Pedro Luiz with a sign advertising their farmers group
They sell produce at regional markets. Two outstanding leaders, Rey Vasquez and Pedro Ruiz, began the program in 2001 with the help of James Potts, PCV. Native Future’s support along with another foreign nonprofit, have helped it to continue. There are six students, offspring of active APAUDeS participants in this scholarship program, five of whom are in the university. The sixth is in High School.
Leonides Quiroz was this program’s first successful Wounaan scholarship student: he received his law degree with financial assistance from Native Future. Since 2005 and working through the Wounaan-run Foundation, the FUNDEPW, many students have benefited from grants to help them through high school and a few into college.
Wounaan Higher Education: Wounaan mother proudly celebrating her scholarship son with Sara Archbald (having gifted Sara with a handmade beaded necklace).

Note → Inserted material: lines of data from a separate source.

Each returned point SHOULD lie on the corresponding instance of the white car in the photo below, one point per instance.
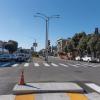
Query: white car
(87, 58)
(78, 58)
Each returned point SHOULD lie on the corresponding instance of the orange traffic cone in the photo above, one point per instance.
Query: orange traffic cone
(22, 79)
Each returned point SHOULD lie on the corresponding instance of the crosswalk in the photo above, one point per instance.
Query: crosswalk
(66, 65)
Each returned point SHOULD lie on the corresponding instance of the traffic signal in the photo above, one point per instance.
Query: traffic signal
(48, 42)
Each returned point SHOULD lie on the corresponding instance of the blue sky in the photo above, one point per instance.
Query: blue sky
(17, 21)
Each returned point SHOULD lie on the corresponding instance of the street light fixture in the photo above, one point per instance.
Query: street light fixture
(46, 18)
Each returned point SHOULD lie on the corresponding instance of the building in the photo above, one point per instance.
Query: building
(61, 43)
(2, 47)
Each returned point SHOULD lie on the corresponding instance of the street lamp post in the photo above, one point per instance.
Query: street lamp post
(46, 18)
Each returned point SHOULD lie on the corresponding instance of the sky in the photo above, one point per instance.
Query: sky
(17, 21)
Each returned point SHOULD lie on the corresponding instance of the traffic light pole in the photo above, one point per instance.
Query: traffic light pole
(46, 18)
(46, 46)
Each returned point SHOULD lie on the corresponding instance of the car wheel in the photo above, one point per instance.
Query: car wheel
(88, 60)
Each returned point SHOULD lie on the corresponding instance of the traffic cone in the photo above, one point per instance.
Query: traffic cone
(21, 82)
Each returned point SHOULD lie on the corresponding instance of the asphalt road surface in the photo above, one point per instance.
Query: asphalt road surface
(56, 70)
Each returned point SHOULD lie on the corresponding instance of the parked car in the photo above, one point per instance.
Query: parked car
(22, 57)
(78, 58)
(5, 57)
(90, 59)
(87, 58)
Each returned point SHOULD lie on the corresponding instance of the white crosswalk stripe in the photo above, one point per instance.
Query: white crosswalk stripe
(93, 86)
(63, 65)
(15, 65)
(53, 64)
(46, 64)
(26, 64)
(36, 65)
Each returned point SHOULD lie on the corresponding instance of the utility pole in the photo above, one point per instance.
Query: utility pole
(46, 18)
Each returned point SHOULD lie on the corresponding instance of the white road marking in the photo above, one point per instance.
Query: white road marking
(46, 64)
(54, 65)
(7, 97)
(5, 65)
(14, 65)
(36, 65)
(63, 65)
(93, 86)
(73, 65)
(26, 64)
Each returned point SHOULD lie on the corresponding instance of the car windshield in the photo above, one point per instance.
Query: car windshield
(49, 48)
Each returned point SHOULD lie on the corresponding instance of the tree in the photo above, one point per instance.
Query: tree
(77, 37)
(92, 45)
(65, 49)
(70, 47)
(11, 46)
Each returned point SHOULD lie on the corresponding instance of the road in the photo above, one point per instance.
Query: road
(56, 70)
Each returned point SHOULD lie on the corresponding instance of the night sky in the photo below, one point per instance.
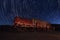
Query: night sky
(47, 10)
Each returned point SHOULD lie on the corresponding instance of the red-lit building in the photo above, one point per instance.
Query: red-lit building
(23, 22)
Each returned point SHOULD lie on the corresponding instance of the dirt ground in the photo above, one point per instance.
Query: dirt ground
(29, 36)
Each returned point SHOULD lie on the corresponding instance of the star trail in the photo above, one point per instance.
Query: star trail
(47, 10)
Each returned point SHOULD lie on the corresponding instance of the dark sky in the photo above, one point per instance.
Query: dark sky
(47, 10)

FUNDEPW is the project administration arm of the Wounaan National Congress (CNPW) who manages the scholarship program. Many Wounaan students have to move to Panama city to attend university and both living and travel costs are high. Since 2015, the emphasis has shifted to supporting college-age students studying careers that will be helpful to maintaining the Wounaan culture and lands. There are currently two college students receiving Wounaan Higher Education scholarships.